The latest newsletter from Barry Kemp and Anna Stevens about the latest progress at Amarna:
The expedition returned to Amarna on May 21st, for a period of study, due to end on Monday, June 16th. Five anthropologists, led by Jerry Rose and Gretchen Dabbs, have reviewed the entire collection of human bones from the South Tombs Cemetery, where excavation began in 2006 after a surface collection of bones in 2005. This has been done to ensure consistency of recording and identification of skeletal characteristics and, using the excavation records, to look for further opportunities to reassemble skeletons dispersed by ancient robbery. In addition to this general review the final group of 86 individuals which had not been fully examined were analysed and the results incorporated into the database of individuals. The final count of individuals is now 432.
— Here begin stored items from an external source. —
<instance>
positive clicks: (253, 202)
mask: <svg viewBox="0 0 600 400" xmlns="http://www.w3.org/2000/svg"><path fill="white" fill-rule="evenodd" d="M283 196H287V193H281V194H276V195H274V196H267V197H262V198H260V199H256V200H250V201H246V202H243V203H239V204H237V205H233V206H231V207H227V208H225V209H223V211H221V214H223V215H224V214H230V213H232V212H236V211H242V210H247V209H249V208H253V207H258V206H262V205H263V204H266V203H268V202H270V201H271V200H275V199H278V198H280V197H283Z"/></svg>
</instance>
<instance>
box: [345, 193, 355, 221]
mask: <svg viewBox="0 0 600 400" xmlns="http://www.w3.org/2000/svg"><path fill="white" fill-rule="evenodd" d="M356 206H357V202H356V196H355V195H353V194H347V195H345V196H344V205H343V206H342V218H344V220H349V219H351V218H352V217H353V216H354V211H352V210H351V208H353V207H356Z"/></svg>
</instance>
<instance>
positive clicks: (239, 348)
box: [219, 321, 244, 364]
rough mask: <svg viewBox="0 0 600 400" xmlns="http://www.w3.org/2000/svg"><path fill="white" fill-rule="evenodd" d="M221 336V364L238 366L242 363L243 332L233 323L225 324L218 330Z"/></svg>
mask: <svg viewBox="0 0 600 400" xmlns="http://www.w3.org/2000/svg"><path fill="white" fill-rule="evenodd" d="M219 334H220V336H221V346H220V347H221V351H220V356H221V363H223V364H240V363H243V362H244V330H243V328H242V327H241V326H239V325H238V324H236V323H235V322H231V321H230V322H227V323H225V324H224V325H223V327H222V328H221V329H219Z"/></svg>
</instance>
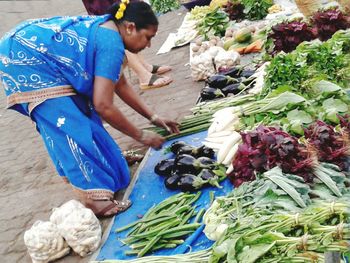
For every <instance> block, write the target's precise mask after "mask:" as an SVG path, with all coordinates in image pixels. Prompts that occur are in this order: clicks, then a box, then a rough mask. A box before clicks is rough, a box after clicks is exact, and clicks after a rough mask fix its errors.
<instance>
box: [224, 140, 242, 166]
mask: <svg viewBox="0 0 350 263" xmlns="http://www.w3.org/2000/svg"><path fill="white" fill-rule="evenodd" d="M239 144H240V141H239V142H237V143H236V144H235V145H234V146H233V147H232V148H231V150H230V151H229V152H228V154H227V155H226V157H225V159H224V161H223V162H222V164H223V165H225V166H228V165H229V164H230V163H231V162H232V159H233V158H234V157H235V154H236V152H237V151H238V145H239Z"/></svg>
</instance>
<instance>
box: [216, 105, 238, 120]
mask: <svg viewBox="0 0 350 263" xmlns="http://www.w3.org/2000/svg"><path fill="white" fill-rule="evenodd" d="M234 108H235V107H227V108H223V109H221V110H218V111H216V112H215V113H214V114H213V117H214V118H220V117H224V118H225V117H226V116H227V115H231V114H232V112H233V109H234Z"/></svg>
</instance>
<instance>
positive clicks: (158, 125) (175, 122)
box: [152, 116, 180, 133]
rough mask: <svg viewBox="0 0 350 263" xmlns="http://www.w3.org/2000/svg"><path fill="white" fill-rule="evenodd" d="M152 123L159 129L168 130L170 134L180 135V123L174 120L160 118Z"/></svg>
mask: <svg viewBox="0 0 350 263" xmlns="http://www.w3.org/2000/svg"><path fill="white" fill-rule="evenodd" d="M152 123H153V124H154V125H156V126H158V127H162V128H164V129H166V130H167V131H168V132H169V133H180V130H179V123H177V122H176V121H173V120H169V119H165V118H161V117H158V116H157V118H155V119H154V120H152Z"/></svg>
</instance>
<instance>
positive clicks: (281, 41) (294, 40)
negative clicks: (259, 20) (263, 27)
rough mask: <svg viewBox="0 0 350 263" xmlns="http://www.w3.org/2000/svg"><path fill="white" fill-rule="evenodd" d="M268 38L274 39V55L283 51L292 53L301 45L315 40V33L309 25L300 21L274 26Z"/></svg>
mask: <svg viewBox="0 0 350 263" xmlns="http://www.w3.org/2000/svg"><path fill="white" fill-rule="evenodd" d="M268 37H269V38H272V39H273V42H274V50H273V52H272V54H276V53H278V52H281V51H284V52H291V51H293V50H294V49H295V48H296V47H297V46H298V45H299V44H300V43H302V42H304V41H310V40H312V39H315V36H314V33H313V32H312V29H311V28H310V27H309V25H308V24H307V23H306V22H303V21H298V20H296V21H292V22H283V23H280V24H277V25H274V26H273V27H272V28H271V33H270V34H269V36H268Z"/></svg>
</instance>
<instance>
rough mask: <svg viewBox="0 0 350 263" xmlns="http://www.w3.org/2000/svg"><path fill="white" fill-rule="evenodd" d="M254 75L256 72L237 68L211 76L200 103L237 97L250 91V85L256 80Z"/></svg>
mask: <svg viewBox="0 0 350 263" xmlns="http://www.w3.org/2000/svg"><path fill="white" fill-rule="evenodd" d="M254 73H255V71H254V70H250V69H242V68H239V67H235V68H231V69H229V70H227V71H225V72H221V73H220V74H217V75H213V76H211V77H210V78H208V79H207V80H206V85H205V87H204V88H203V89H202V90H201V93H200V98H199V101H198V102H202V101H207V100H213V99H217V98H224V97H227V96H232V95H237V94H238V93H240V92H242V91H243V90H248V89H249V88H250V85H249V84H250V83H252V81H253V80H254V78H255V77H254V76H253V75H254Z"/></svg>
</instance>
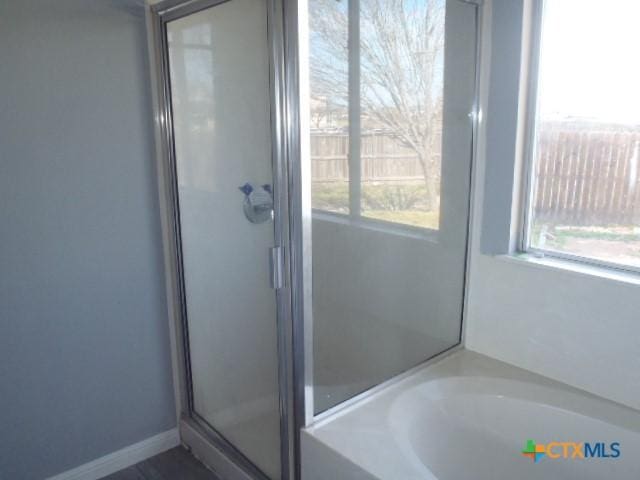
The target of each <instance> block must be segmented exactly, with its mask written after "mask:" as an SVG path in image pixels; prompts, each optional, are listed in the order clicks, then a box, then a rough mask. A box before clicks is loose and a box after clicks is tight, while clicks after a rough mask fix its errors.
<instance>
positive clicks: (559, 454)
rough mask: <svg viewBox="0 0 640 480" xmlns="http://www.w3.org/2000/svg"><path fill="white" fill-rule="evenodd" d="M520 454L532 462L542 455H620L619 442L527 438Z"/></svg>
mask: <svg viewBox="0 0 640 480" xmlns="http://www.w3.org/2000/svg"><path fill="white" fill-rule="evenodd" d="M522 455H524V456H525V457H529V458H531V460H533V462H534V463H538V462H539V461H540V460H541V459H542V457H544V456H547V457H548V458H551V459H555V458H564V459H571V460H574V459H577V460H581V459H592V458H601V459H609V458H618V457H619V456H620V442H612V443H609V444H607V443H605V442H591V443H589V442H549V443H547V444H544V443H536V442H534V441H533V440H527V444H526V446H525V449H524V450H522Z"/></svg>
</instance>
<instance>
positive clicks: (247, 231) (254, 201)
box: [166, 0, 280, 479]
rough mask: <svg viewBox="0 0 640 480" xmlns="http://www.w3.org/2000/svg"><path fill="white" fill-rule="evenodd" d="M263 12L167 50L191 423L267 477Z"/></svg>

Now that the complete database is established, the next step is the writing of the narrative report, combining the anthropology with the excavation records and developing broader themes of interpretation. Jerry Rose and Anna Stevens are set to carry out this work of synthesis in the autumn, dividing their time between the Cairo office and the Amarna expedition house, with the participation of several other members of the expedition.
Other specialists have also worked at the house during this time. Jolanda Bos, assisted by Lonneke Beukenholdt, returned to continue research on the human hair from the South Tombs Cemetery. An important step is to allow the anthropologists to take full sets of skull measurements without damaging full heads of hair still in place. The hair had to be lifted from the skulls and placed temporarily on artificial skulls. Some of the most fragile pieces were worked on by the conservators. Especially well preserved heads of hair were lifted using Cyclododecane. The material is applied to the hair when warm in a liquid state, it then hardens like a wax, facilitating the lifting of the hair. The Cyclododecane will completely sublime over time. After lifting, some of the coiffures were given extra supports in order to strengthen the structure after the Cyclododecane had vanished. Detailed records were made of the rich variety of hairdressing details, which often involved the braiding or tying in of hair extensions.
A team of three conservators (Julie Dawson, Lucy Skinner and Nicole Peters) spent ten days reviewing the condition of the wooden coffin material recovered from the South Tombs Cemetery since 2008. An important part of the review has been to calculate the work that remains to be done and what supplies are needed, ahead of a major winter conservation season at the expedition house. Building on their previous work on some of these very deteriorated coffins, they also performed further experiments to establish the most suitable adhesives and consolidants for strengthening and preserving the varnished and painted wood.
The expedition keeps in store a large collection of potsherds from excavations going back to the first seasons at the Workmen's Village. Pamela Rose, during a short visit, was able to record a further batch of pottery from the South Tombs Cemetery. Of particular interest is the divergence of the types from those commonly in use in the city. Cemetery vessels tend to be relatively small, and in some cases are copies of larger forms that are found in the town site. Valentina Gasperini, present for much of the season, recorded all of the material we have in store from the North Palace excavations.
The re-examination of the Great Aten Temple has yielded a large quantity of fragments of limestone and sandstone, from wall blocks, columns and other architectural elements. This study period has provided an opportunity for Barry Kemp and Miriam Bertram to start to make a record of it. Amongst the pieces are many from large columns of limestone which had had the decorated faces broken off in rough slices, presumably so that the remaining stone could be made into drums for new (and slightly smaller) columns. The columns had taken the familiar form of simplified clusters of papyrus stalks with buds but, probably in the upper parts, had one or more bands of lotus flowers and buds, as well as geometric designs, carved over the surfaces and brightly painted. Several corner pieces probably derive from small shrines.
It has also proved possible to employ, under the supervision of the local antiquities inspectorate, our regular small group of builders to undertake minor repairs. At the Workmen's Village they refaced a length of the western enclosure wall damaged by weathering where there was a danger of major collapse, and repaired a stretch of the thick village dividing wall where weathering was also eating into the brickwork. At both the North Palace and Small Aten Temple they went on to repair the barbed-wire fences, many of the iron supports having been snapped or bent.
Over this period of time, the project to scan the excavation archive has continued to make steady progress in the Cairo office, through the employment of a local assistant.
As always, we wish to express our thanks to the generosity of our supporters, and also to the Ministry of State for Antiquities for their permission to continue at the site and for facilities granted.